A full list of both types of stocks and flows structures can be downloaded here.


2.  The Semantic Thesaurus

The figure to the right illustrates the way that the intermediate "semantic terms" form bridges among the metrics. Each metric is connected to one or more semantic terms and each semantic term is connected to one or more metrics. Because the OE elements (actors, actions and environmental elements) are connected to metrics, the semantic terms also form interconnections among the OE elements. A full list of the semantic terms can be downloaded here.
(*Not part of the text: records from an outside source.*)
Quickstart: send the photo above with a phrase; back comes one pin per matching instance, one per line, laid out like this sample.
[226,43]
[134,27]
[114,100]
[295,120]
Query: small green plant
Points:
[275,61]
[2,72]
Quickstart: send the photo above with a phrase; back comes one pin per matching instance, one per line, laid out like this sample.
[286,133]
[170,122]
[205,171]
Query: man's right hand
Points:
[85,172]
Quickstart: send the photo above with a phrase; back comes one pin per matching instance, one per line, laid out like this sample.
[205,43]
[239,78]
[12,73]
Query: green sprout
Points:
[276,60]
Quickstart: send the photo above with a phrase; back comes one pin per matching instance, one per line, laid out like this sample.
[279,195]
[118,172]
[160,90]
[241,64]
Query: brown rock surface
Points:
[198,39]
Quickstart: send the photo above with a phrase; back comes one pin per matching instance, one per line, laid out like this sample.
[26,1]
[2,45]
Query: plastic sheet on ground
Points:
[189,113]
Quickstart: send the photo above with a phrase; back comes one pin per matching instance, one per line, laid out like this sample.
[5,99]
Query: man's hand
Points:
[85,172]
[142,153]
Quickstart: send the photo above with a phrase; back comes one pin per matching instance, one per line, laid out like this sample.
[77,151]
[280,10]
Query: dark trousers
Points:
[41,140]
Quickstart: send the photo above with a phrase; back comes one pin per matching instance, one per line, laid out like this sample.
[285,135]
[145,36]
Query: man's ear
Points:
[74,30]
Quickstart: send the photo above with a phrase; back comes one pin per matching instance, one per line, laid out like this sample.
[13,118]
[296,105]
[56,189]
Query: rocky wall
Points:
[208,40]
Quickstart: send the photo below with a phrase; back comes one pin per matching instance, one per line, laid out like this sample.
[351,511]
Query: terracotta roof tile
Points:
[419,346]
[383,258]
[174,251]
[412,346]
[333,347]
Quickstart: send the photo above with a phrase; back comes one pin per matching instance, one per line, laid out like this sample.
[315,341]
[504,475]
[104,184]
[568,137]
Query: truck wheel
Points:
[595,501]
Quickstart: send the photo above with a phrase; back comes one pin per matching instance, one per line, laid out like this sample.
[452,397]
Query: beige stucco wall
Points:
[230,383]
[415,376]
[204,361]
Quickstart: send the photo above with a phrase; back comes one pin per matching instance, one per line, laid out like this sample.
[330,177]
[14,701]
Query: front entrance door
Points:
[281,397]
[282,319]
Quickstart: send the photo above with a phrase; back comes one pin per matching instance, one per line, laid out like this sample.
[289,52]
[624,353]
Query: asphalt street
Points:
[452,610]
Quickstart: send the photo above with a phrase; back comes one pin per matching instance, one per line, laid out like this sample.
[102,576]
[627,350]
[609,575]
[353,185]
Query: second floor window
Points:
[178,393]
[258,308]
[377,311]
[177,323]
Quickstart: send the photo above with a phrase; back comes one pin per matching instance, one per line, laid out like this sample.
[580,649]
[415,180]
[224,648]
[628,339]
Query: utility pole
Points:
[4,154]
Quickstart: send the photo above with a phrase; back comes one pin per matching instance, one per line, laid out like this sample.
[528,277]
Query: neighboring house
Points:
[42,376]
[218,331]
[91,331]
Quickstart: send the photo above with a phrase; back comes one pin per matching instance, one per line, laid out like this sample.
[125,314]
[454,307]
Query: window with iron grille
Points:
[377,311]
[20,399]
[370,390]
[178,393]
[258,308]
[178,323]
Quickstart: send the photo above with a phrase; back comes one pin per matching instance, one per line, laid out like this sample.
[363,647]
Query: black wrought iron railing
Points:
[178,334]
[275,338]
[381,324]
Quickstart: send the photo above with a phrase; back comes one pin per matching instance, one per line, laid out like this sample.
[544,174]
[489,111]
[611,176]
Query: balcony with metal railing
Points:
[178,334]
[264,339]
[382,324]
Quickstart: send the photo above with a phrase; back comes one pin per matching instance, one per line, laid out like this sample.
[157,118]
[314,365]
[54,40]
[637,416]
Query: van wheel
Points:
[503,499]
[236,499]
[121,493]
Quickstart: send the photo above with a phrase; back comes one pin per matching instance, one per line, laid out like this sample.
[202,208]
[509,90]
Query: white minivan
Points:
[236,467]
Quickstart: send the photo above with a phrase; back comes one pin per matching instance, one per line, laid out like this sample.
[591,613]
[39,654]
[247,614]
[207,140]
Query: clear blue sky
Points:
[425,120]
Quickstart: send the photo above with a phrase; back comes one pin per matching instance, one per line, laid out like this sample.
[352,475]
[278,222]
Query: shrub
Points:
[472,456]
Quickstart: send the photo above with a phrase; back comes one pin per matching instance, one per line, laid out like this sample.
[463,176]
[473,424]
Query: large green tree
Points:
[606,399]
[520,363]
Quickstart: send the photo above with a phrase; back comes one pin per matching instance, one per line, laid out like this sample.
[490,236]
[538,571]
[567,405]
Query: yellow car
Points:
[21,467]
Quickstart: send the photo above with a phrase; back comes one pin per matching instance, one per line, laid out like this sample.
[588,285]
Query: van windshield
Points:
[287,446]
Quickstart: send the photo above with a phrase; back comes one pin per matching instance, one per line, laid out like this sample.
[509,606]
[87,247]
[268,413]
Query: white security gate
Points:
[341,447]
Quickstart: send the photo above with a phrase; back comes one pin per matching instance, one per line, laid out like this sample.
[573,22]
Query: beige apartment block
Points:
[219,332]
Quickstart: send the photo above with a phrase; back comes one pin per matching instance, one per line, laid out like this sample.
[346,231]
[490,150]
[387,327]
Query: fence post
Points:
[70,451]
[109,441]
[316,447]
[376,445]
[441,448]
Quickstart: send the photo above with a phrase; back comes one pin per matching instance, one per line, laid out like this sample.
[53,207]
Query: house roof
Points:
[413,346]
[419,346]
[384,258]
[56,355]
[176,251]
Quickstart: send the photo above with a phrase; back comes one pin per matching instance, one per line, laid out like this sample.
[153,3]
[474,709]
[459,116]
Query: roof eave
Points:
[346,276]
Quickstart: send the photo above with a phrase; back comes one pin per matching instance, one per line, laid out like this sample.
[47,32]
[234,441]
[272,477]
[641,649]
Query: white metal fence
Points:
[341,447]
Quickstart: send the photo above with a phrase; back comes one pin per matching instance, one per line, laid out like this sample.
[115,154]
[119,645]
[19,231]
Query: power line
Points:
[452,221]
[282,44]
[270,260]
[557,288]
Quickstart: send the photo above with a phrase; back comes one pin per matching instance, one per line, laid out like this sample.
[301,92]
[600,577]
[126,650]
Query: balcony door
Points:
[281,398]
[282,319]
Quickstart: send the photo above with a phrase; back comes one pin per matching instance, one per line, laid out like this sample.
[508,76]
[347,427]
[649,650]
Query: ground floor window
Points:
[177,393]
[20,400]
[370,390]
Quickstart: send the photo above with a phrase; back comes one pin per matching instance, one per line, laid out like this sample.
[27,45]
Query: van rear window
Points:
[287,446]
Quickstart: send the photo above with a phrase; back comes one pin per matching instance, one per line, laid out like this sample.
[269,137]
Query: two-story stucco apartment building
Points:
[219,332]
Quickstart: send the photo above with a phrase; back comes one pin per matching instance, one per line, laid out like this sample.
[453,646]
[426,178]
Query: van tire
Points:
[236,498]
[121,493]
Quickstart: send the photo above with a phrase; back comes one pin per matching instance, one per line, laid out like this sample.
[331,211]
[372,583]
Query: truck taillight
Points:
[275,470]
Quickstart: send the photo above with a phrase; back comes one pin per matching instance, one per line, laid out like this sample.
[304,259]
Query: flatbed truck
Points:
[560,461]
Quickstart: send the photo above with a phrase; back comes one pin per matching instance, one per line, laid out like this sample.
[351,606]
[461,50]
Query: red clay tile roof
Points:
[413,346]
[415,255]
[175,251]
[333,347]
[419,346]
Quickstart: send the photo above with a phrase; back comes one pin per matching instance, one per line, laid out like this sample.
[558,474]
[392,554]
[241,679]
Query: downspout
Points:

Ontology Structures Defined by the Scenario or the Situation:

The figure to the right illustrates a typical scenario or situation.

The action takes place within a host nation, with its geography, resources and populace - and its culture, religions, laws, etc. This arena is represented by the elipse in the center.

This scenario or situation is an example of irregular warfare because there are competing actors, each with its own agenda. The nature of this competition is what causes the situation to be labeled IW, rather than conventional war or peace.

In this figure, our armed forces are represented as the Coalition. Our other governmental agencies are represented by the State Department. Ideally, the goals of these two, while differing in detail are in consonance. The tasks, however definitely differ because the capabilities of these actors differ.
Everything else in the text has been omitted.